Last Tuesday, the judge granted an order for court documents to be served on Mr. Buhari through newspaper publications.
A judge and his cases
Mr. Ademola, a judge at the Abuja Division of the Federal High Court, is a man who has traversed a checkered landscape of praise and contention in his judicial pronouncements, and the Buhari case is going to elicit even wider commentary on his career.
He practiced in Lagos as a lawyer before his elevation to the Bench some years back, at a point, serving as the Secretary-General of the Lagos Branch of the NBA.
The third line in three generations of judges, Mr. Ademola’s grandfather, Adetokunbo Ademola, was appointed Chief Justice of Nigeria, by the departing British administration in 1958, and served in that position until his retirement in 1972. His father, Hon. Justice Adenekan Ademola, rose to the Federal Court of Appeal, as it was then called before his retirement.
Those who are informed about his rise to the Bench said that Mr. Ademola fought very hard to be appointed a Judge in the Lagos State Judiciary, in 2001, under the Bola Tinubu Administration, but his application failed on presumed “integrity issues.”
At that time, Professor Yemi Osinbajo, now the Vice Presidential candidate of the APC, was the Attorney General of Lagos State.
Many familiar with his story claimed shock when, eventually, he was made a Judge of the Federal High Court some years later.
Legal and judicial minds are intrigued that Justices Adeniyi Ademola and Abdul Kafarati – the latter of whom various groups have called for his investigation by the NJC – are two recurring decimals whenever Administration cases come up for consideration. They both also appear to enjoy the trust and confidence of the leadership of the Federal High Court system.
If the orders to put the election on hold, restrain INEC from putting the APC candidate on the ballot, on ground of alleged non-production of certificate or otherwise truncate the pools are made, Justice Ademola will be swimming into the very eye of the emerging political storm in the country which many commentators have suggested is an agenda of the Goodluck Jonathan administration.
A case review of Justice Ademola’s ouvre reveals a mixed bag of strong libertarian tenor and a mainstream conservative predilection.

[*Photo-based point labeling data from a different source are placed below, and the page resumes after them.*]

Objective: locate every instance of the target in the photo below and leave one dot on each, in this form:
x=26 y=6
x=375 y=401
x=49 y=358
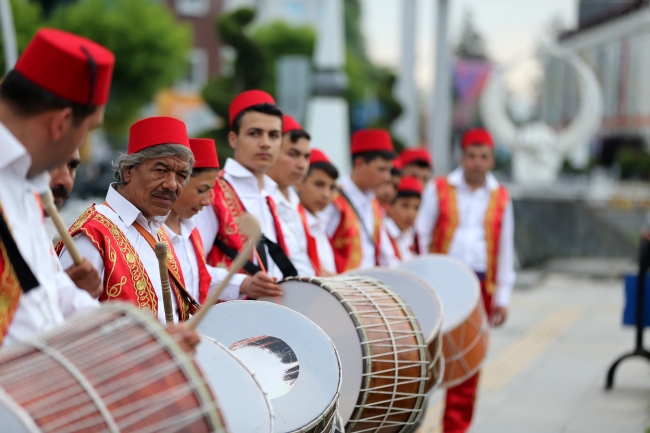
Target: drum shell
x=464 y=348
x=87 y=359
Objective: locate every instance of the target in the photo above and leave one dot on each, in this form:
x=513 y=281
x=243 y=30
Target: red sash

Last year alone, he ruled against INEC’s power to ban political parties and in that process freeing the bandwidth of political choices available to citizens through political associations. Yet he was also the judge who determined that 37 defecting PDP legislators had to first vacate their seats, a ruling that was pooh-poohed because he was thought to have gone beyond his brief in his ruling.

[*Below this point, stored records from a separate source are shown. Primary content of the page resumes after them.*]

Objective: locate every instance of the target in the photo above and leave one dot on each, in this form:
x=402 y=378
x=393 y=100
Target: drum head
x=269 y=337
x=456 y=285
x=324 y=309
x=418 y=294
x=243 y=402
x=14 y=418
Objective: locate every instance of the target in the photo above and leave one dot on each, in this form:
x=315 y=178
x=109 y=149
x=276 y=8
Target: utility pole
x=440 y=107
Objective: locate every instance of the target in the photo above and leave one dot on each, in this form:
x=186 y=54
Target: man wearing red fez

The case before the judge was whether the opposition APC with a new numerical advantage in parliament had the right to effect changes in the House leadership.
Last October, lawyers to the acting governor of Adamawa state, asked the National Judicial Council to investigate Justice Ademola for refusing to furnish them with copies of his judgement, and in June of 2014, he was thought to have handled a controversial bail judgement for Dr. Sani Shaibu, the Director of Pension Accounts in the Office of the Head of the Civil Service.

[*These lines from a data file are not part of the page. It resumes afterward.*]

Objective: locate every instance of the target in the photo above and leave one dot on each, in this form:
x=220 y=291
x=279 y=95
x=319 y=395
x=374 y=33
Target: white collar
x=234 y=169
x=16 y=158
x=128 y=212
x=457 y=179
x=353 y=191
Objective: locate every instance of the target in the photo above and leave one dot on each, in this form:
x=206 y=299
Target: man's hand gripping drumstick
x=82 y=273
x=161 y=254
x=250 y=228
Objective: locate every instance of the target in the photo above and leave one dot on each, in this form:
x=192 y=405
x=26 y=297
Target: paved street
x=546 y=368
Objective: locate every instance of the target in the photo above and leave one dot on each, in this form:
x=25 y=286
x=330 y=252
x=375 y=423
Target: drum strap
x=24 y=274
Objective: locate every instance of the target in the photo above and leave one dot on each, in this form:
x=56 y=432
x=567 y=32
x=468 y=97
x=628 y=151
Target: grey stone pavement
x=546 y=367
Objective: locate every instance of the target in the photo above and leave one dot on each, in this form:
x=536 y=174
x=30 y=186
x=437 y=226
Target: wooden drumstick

Dr. Shaibu who was on trial over missing N5.7 billion pension funds, accused the judge of serial bribe solicitations through proxies as a condition to sign the bail papers. The judge later told the National Mirror newspaper in an interview that he had answered the query.
Whatever way he rules on the Buhari case however, echoes of a family history will also ring again because his family pedigree is not alien to controversy and accusation of partisanship.
In his book, My March Through Prison, Chief Obafemi Awolowo, erstwhile Premier of Western Nigeria, recounted the role played by CJN (Chief Justice of Nigeria) Ademola in fighting him politically, even as a Judicial Officer, and in the manipulation of the Judiciary, including the reshuffling the Lagos Judiciary, in order to ensure that a Judge that was sympathetic to the NPC and NCNC Coalition was appointed to preside over his treasonable felony trial, all to ensure that he was jailed at all costs.